Die gemeinsame Tagung Mitte Mai an der Universität Passau bot Nachwuchswissenschaftlerinnen und -wissenschaftlern des Fachbereichs Theologische Ethik die Möglichkeit, eigene Forschungsprojekte einer internationalen Zuhörerschaft vorzustellen. Dabei spannten die Vorträge einen weiten thematischen Bogen: von Fragen moralischer Verantwortung und der Rezeption von Gaudium et Spes sowie Amoris Laetitia im ghanaischen Kontext über die Deutung der Bibel als Quelle theologischer Ethik bis hin zu sozialethischen Fragestellungen von Sorge, Anerkennung und Resonanz. Weitere Beiträge widmeten sich einem katholischen Verständnis von Ethik in pluralistischen Gesellschaften, der Verbindung von ökologischer und anthropologischer Ganzheitlichkeit sowie dem Konzept eines „Spiritual Capital“ als Grundlage moralischer Entwicklung von Gesellschaften.
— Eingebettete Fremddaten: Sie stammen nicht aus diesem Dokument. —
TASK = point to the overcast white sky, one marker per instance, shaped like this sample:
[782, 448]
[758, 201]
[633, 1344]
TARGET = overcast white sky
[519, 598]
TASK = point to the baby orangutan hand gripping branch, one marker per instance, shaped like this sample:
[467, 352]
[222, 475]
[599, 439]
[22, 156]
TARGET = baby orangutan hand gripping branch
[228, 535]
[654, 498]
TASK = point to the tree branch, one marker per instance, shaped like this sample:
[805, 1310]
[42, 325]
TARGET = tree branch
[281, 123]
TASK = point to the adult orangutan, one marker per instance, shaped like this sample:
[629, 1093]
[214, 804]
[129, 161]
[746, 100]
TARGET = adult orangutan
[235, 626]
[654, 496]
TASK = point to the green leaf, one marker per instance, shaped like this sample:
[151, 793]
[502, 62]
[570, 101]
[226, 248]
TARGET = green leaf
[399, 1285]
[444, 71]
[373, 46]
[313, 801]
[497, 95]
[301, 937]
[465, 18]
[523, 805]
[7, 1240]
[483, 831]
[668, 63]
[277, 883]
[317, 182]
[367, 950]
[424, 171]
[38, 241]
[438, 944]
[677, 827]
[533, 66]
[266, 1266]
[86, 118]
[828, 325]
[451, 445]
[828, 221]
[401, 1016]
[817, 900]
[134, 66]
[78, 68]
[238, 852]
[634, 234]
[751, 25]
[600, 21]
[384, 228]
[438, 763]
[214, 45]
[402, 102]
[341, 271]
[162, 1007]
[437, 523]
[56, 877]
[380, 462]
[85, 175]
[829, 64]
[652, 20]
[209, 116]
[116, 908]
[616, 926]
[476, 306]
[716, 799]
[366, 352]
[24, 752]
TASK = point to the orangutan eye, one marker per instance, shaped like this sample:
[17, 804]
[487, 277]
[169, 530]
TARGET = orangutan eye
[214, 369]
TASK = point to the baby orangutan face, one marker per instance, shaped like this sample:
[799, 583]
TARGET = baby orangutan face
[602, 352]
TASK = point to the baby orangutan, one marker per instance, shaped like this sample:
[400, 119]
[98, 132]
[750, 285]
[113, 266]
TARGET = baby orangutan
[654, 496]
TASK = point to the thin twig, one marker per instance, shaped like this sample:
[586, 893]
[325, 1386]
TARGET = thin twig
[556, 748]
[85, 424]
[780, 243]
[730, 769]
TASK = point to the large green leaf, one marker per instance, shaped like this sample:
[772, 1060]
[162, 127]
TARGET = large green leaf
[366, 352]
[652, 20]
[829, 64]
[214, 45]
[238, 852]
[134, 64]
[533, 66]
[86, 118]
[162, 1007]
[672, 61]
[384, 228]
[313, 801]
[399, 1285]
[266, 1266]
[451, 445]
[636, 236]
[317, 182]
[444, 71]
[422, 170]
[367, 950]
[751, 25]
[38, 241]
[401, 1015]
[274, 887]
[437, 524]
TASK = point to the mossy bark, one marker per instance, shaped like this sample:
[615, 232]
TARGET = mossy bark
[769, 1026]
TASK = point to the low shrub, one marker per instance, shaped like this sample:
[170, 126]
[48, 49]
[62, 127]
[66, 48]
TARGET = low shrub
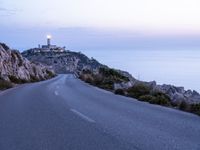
[5, 84]
[17, 80]
[138, 90]
[195, 108]
[119, 92]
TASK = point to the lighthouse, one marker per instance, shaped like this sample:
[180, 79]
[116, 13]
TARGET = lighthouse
[49, 41]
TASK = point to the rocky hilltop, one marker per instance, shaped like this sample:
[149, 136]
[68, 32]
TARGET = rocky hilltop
[14, 68]
[63, 62]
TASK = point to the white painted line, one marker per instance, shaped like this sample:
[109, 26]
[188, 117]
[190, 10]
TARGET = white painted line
[56, 93]
[82, 116]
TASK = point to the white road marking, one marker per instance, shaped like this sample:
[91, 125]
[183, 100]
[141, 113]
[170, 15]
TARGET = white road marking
[56, 93]
[82, 116]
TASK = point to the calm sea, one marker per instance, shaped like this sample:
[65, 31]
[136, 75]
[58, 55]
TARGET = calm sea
[176, 67]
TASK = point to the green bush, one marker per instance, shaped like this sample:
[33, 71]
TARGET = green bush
[195, 108]
[119, 92]
[16, 80]
[156, 98]
[183, 106]
[50, 74]
[5, 84]
[138, 90]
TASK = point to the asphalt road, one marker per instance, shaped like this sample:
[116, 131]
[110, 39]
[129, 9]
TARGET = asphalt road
[65, 113]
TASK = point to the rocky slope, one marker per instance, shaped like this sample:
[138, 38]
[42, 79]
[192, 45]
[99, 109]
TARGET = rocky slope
[63, 62]
[16, 69]
[73, 62]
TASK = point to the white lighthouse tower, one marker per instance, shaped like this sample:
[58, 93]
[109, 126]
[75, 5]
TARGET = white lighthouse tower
[49, 40]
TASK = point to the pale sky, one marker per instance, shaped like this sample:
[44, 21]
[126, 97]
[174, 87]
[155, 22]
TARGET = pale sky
[85, 24]
[181, 16]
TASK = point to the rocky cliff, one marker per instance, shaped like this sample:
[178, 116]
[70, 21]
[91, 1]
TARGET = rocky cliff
[73, 62]
[63, 62]
[17, 69]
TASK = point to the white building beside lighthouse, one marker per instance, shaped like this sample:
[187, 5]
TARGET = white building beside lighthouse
[49, 47]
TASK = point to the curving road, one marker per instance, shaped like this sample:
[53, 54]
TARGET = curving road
[65, 113]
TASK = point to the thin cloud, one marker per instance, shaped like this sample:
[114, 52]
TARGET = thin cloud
[7, 12]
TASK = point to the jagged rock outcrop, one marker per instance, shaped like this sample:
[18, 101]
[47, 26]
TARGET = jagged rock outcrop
[63, 62]
[178, 94]
[15, 68]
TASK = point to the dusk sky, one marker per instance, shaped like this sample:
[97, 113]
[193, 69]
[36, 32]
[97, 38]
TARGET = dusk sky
[94, 23]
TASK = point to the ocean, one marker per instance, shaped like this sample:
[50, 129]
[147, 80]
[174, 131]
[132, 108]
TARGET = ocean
[175, 67]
Der internationale Charakter der Veranstaltung zeigte sich unter anderem an den Herkunftsländern der Teilnehmenden: Indien, Burundi, Nigeria, Ghana, Elfenbeinküste, Frankreich, Malta, Italien, Österreich und Deutschland. Organisiert wurde die Tagung von den Professoren René Micallef SJ (Rom), Stefan Hofmann SJ und Wilhelm Guggenberger (Innsbruck) sowie Bernhard Bleyer (Passau). Im Jahr 2027 wird die Universität Innsbruck Gastgeberin des „Joint Seminar on Theological Ethics“ sein.
„Unsere Arbeit in der Theologischen Ethik an der Universität Passau wird durch die Internationalität der Perspektiven in Kombination mit den fachwissenschaftlichen Diskursansätzen sehr bereichert. Wir freuen uns schon auf das nächste Jahr!“, so das Resümee von Prof. Dr. Bernhard Bleyer.